Now, technology can be used in so many positive ways and harnessing technology to be able to combat child sexual exploitation and identify victims and go after perpetrators is important. But we also know how the internet has helped with the proliferation of child sexual abuse. In the earlier days, child sexual abuse was really about a predator having direct contact or access to a child, whether as a family member or a family friend, a coach or a teacher.

But now we see predation and we’re giving predators of vast new repository of people that can be groomed and can be reached. And of course, there’s also the extremely traumatizing challenge of these children being tortured and abused and their abuse being memorialized and recorded online and proliferating online and following those individuals for the rest of their lives, so we can’t underestimate the trauma that that causes.

So there are positive and negative roles that technology can play in this space, so this working group was about harnessing the positives, identifying the true barriers to collaboration in terms of using technology to combat the scourge, but also creating an inventory to identify all of the advanced technologies and products that are available to NGOs, law enforcement, and industries that are willing to join in the fight to combat child sexual abuse, so some real important works been done there.

Neil Fairbrother

Okay, excellent. Thank you. Now we don’t have an e-Safety Commissioner in the UK. What is the role of the e-Safety Commissioner and how does that position fit into Australia’s political system?

Julie Inman-Grant

Sure. The e-Safety office was established in 2015. It actually came about… there was “Australia’s Next Top Model” [an Australian “reality TV” series], believe it or not, there was a woman by the name of Charlotte Dawson who was the host and she was very visibly trolled on Twitter. She was open about issues that she struggled with, mental health issues, depression. She went and got some help, tried to get better again, got back on Twitter, received horribly targeted abuse and sadly ended up committing suicide. That was referred to as the Twitter suicide. It blew up in the media. A petition was started and there was a lot of pressure on government to do something about all the harms that the internet was creating, particularly around online abuse.
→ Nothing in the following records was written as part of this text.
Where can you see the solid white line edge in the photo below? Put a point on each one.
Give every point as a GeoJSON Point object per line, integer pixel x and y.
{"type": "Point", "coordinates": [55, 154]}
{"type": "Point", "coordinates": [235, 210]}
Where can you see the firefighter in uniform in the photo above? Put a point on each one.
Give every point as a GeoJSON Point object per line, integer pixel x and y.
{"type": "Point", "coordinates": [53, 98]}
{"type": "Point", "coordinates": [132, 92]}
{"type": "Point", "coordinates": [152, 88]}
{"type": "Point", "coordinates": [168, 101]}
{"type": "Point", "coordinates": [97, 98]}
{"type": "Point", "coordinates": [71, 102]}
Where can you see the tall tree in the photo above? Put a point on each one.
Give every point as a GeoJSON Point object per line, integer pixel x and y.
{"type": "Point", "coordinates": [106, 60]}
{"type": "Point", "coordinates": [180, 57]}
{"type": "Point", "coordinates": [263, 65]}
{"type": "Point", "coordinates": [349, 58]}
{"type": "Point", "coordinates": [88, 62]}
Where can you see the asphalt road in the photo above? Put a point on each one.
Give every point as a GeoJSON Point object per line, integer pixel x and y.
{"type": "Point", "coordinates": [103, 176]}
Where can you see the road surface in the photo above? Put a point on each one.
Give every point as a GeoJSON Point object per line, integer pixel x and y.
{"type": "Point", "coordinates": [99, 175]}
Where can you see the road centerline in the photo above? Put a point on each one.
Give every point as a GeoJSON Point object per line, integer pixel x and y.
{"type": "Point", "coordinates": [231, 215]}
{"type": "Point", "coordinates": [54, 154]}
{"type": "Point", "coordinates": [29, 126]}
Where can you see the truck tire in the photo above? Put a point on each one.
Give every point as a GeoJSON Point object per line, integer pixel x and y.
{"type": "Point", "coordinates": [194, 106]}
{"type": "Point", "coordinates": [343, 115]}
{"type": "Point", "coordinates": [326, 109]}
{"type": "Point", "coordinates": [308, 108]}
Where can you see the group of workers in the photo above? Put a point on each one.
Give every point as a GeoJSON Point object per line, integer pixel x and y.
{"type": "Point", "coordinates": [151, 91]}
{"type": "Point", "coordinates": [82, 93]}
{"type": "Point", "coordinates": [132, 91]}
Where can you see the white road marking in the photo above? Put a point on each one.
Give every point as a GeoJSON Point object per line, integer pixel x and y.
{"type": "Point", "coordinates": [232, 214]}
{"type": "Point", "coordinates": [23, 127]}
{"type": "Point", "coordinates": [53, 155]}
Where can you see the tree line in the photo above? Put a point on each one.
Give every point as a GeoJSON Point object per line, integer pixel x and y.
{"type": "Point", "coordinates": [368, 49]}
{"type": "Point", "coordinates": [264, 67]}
The Government’s response in 2015 was to establish the Children’s e-Safety Commissioner and to start small in terms of looking at the most vulnerable to online abuse as being children, in the way that the legislative cyberbullying scheme works. If a child under the age of 18 experiences serious cyberbullying, and that’s anything seriously threatening, harassing, intimidating or humiliating, and they report it to a social media site and it doesn’t come down, they can come to the e-Safety office to serve as that safety net and advocate on behalf of that child.

We’ve done so in about 1400 cases where we’ve gotten that harmful content taken down rapidly. We’ve done that by building strong relationships with the social media sites, but also gaming platforms and apps. And we have a hundred percent compliance rate.

Neil Fairbrother

That’s fantastic.

Julie Inman-Grant

Yes. Well we see the companies that are responsible clearly don’t want abuse happening on their platforms. And this is where “Safety by Design” comes in. Had they actually been doing the risk assessments up front, using all the intellectual capital on advanced technologies, investing in the resources they need to build safety protections in at the get go, rather than retrofitting protections after the damage has been done, we may not be seeing this as an epidemic on the internet.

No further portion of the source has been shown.